CAPÍTULO VIII

LA EXPLOSIÓN MISTERIOSA

EN él habían entablado una discusión Monk y Ham. El hecho de que no hubiera curiosos a su alrededor, no alteraba en lo más mínimo la complacencia con que ambos sostenían tales polémicas.

—¡Mico sin rabo! —decía Ham, enarbolando el bastón—. ¡Engendro de la naturaleza! ¡Sólo esto me faltaba!

Monk se ocupaba en reunir los componentes de su laboratorio químico portátil, que llevaba siempre consigo en las expediciones a que acompañaba a Doc. El laboratorio ocupaba poquísimo espacio y, sin embargo, encerraba toda especie de materias químicas.

Miró a Ham y le dijo, suspirando:

—¿Qué es lo que intentas?

Por toda respuesta Ham levantó el estoque y descargó con él un golpe formidable. El objeto de sus atenciones era el cerdo Habeas Corpus. Pero Habeas le conocía muy bien. Cuando se abatió sobre él el estoque, había saltado a un metro de distancia.

—¡Eh! —exclamó Monk—. ¡Descarga en mí tu ira, si te parece, pero deja en paz al cerdo!

—¡Os asesinaré a los dos! —prometió Ham.

Señaló con un ademán acusador el lomo pintado de rojo de Habeas, y agregó:

—¡Le has pintado esa insignia con la deliberada intención de hacerme rabiar!

Era increíble que Ham, tan observador de ordinario, no hubiera descubierto con anterioridad el pendón escarlata. Más probable era que hubiera aplazado el hablar de ello hasta aquellos momentos.

—Yo no he pintado esa bandera para enojarte —protestó Monk, con aire de ingenuidad—. Al cerdo le agrada el color rojo.

—¡Harvard es una gran Universidad! —declaró Ham, con calor,— y no veo por qué insultas su insignia pintándola en el lomo de un cerdo!

Monk replicó, sonriendo:

—¿Cómo voy a conocer yo sus colores?

—¡Bueno, bueno, quítaselos ya!

Sin hacerle gran caso, se acercó Monk a un teléfono. El aparato estaba conectado con la Jefatura de Policía del distrito y proveía a Doc de una copia impresa de todos los sucesos diarios.

De ordinario Monk no prestaba mucha atención al aparato, mas se le ocurrió mirar, porque estaba preocupado por la tardanza desusada de Renny, Johnny y Long Tom, que llevaban ya algún tiempo sin comunicarle su paradero.

Miró, pues, el rollo impreso y dejó escapar un grito.

—¡Ham! ¡Ven aquí!

Ham miró por encima del hombro de Monk y leyó:

«Atención.

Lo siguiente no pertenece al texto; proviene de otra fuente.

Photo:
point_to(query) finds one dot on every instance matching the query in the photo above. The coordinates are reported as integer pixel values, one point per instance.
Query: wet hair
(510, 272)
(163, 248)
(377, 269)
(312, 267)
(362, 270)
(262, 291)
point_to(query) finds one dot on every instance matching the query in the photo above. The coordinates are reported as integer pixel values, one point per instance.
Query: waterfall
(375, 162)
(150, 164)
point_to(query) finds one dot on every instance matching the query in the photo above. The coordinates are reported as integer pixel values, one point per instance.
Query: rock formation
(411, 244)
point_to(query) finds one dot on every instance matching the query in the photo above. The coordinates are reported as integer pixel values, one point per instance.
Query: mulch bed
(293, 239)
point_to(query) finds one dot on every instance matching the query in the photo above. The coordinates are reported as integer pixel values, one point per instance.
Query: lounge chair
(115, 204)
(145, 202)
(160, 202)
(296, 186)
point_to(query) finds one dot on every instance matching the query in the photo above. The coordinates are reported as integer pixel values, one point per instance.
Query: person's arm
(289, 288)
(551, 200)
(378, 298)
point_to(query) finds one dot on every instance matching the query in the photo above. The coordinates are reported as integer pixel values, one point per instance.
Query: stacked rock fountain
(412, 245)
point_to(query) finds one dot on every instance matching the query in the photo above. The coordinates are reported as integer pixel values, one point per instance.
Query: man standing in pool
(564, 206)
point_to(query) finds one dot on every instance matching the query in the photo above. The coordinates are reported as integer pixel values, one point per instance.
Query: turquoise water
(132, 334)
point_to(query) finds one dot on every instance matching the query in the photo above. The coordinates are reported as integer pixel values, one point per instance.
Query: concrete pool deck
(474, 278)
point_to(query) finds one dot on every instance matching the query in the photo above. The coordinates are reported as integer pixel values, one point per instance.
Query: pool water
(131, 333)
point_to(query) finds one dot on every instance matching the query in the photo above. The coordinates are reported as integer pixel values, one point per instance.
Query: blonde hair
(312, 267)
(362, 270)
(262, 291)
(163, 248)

Parte del distrito marítimo.

»Ha habido misterioso tiroteo a bordo de una lancha motora atracada a un pequeño muelle de Brooklyn. La embarcación es grande, estrecha de bao y está pintada de negro. Ha huido, internándose en la bahía. Se desea conocer su paradero.

»Próximos al lugar de la lucha, se han hallado abandonados, dos coches cuyos números de matrícula son respectivamente, S.3 y S.4.»

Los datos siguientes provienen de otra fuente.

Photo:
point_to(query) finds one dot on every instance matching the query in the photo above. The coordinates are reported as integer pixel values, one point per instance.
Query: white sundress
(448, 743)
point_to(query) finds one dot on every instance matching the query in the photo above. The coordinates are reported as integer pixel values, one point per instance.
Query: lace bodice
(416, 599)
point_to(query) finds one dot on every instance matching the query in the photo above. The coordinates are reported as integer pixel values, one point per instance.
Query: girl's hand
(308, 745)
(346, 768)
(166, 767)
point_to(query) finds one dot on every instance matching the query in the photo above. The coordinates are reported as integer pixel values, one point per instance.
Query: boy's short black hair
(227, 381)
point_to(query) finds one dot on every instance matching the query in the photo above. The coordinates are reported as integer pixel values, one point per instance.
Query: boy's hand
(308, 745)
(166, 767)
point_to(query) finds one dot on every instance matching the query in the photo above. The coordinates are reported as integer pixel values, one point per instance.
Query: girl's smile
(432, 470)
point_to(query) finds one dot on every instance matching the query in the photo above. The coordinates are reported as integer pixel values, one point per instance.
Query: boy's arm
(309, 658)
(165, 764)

—¡S.3 y S.4¡ —repitió Monk—. ¡Son los números de matrícula de dos coches de Doc! De los mismos que se han llevado Renny, Johnny y Long Tom.

Ham alargó el brazo y descolgó el sombrero de la percha.

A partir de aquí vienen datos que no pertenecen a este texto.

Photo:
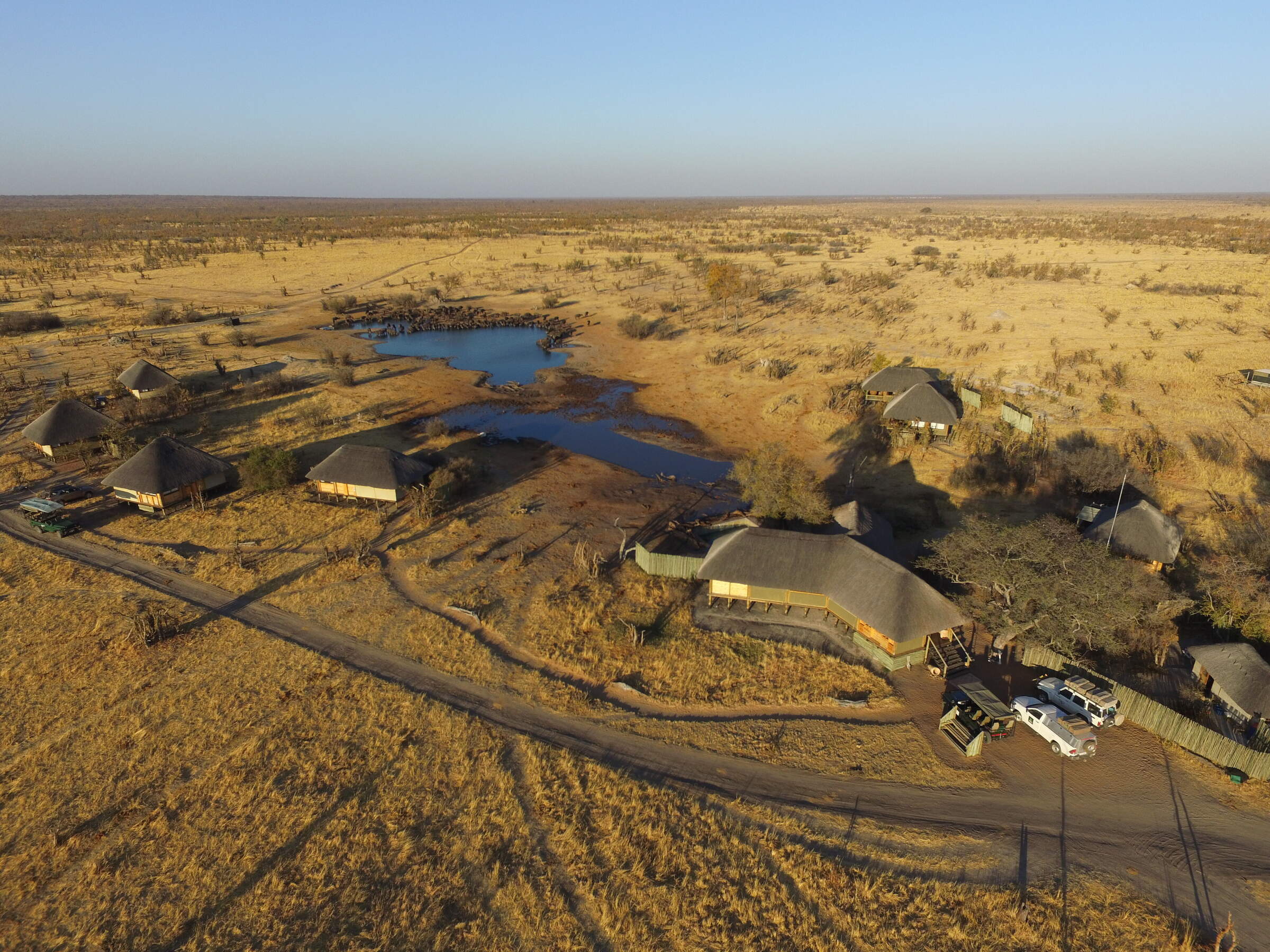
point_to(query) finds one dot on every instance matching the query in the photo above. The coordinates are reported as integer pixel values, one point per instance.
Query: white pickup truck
(1067, 734)
(1083, 697)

—Investiguemos lo ocurrido —propuso a Monk—. Me parece lo más conveniente.

Ambos corrieron a la puerta. Habeas saltaba, gruñendo, delante de ellos. En el corredor encontraron a Doc Savage que llegaba cargado con el conde Cozonac, quien no había recobrado aún el uso de los sentidos.

—Doc —gritó Monk, al verle—. Johnny y los otros dos camaradas que le acompañaban se hallan en un aprieto.

Con su voz infantil dio parte a Doc del mensaje transmitido por el teletipo.

Savage nada dijo, pero entró en la biblioteca con su carga pesada. Allí instaló al conde cuidadosamente, colocándole las manos sobre los brazos del sillón que ocupaba.

Dos bandas resplandecientes de acero surgieron de aquellos y se cerraron herméticamente en torno a sus muñecas en obediencia a la presión del índice de Doc. Otras dos bandas iguales ocultas en las patas de la silla, le sujetaron los tobillos.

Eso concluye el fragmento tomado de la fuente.